27. While comparing ammeter and milliammeter the highest resistance will be in
Ammeter
Milliammeter
Both have same resistance
None of the above
Answer.2. Milliammeter
Explanation:
A milliammeter has high resistance than that of a voltmeter
Shunt Resistance
$S = \frac{{{I_g} \times G}}{{I – {I_g}}}$
Where
Ig is the maximum current that can pass through the galvanometer
I is the range of the ammeter.
It is clear that meters of the smaller current range (i.e. milliammeter) must have a greater value of shunt resistance. Now effective resistance of meter = GS/G +S. Since the value of S (shunt resistance) is more for milliammeter, it will have a higher resistance than that of the ammeter.
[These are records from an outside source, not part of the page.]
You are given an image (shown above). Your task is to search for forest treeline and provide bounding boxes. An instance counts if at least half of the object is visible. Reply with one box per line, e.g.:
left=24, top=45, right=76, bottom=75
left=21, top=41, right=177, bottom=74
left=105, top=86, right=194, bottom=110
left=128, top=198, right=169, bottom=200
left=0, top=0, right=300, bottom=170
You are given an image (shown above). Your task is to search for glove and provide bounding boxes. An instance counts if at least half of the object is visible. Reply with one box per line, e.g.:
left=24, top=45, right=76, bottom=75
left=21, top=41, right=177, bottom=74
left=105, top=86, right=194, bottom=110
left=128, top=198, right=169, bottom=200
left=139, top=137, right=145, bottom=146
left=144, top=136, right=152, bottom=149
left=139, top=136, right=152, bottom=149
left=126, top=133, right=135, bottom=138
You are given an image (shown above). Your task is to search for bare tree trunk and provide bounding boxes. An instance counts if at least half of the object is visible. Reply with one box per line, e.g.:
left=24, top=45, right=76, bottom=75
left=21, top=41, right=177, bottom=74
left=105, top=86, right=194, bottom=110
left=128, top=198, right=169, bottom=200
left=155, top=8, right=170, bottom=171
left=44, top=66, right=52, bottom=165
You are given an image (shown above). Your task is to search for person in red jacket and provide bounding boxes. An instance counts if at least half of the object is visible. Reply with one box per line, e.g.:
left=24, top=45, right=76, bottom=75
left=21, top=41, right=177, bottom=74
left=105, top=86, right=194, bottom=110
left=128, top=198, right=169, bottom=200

28. Out of the three ammeter, Voltmeter, Galvanometer which one has the lowest resistance?
Ammeter
Voltmeter
Galvanometer
All have same resistance
Answer.1. Ammeter
Explanation:
Out of the three, the ammeter has the lowest resistance. A galvanometer is converted into an ammeter by connecting a low resistance in parallel with it so that the effective resistance of the ammeter is less than that of the galvanometer (effective resistance is less than the least value of the two resistances).
A galvanometer is converted into a voltmeter by connecting a high resistance in series with it so that a voltmeter has a very high resistance than that of the galvanometer.
29. When an ammeter is put in a circuit, it reads less than the actual current in the circuit because
Ammeter is faulty
Ammeter is not calibrated
Circuit Current Decrease
All of the above
Answer.3. Circuit Current Decrease
Explanation:
When an ammeter is put in a circuit, it reads less than the actual current in the circuit because When an ammeter is put in the circuit, the circuit current decreases slightly due to the resistance of the ammeter. Therefore, it reads less than the actual current in the circuit.
30. Out of the three ammeter, Voltmeter, Galvanometer which one cannot measure alternating current?
Ammeter
Voltmeter
Galvanometer
All have same resistance
Answer.3. Galvanometer
Explanation:
A moving coil galvanometer measures the average value (d.c.) of current. Since the average value of an alternating current over a complete cycle is zero, a moving coil galvanometer cannot detect alternating current in a circuit.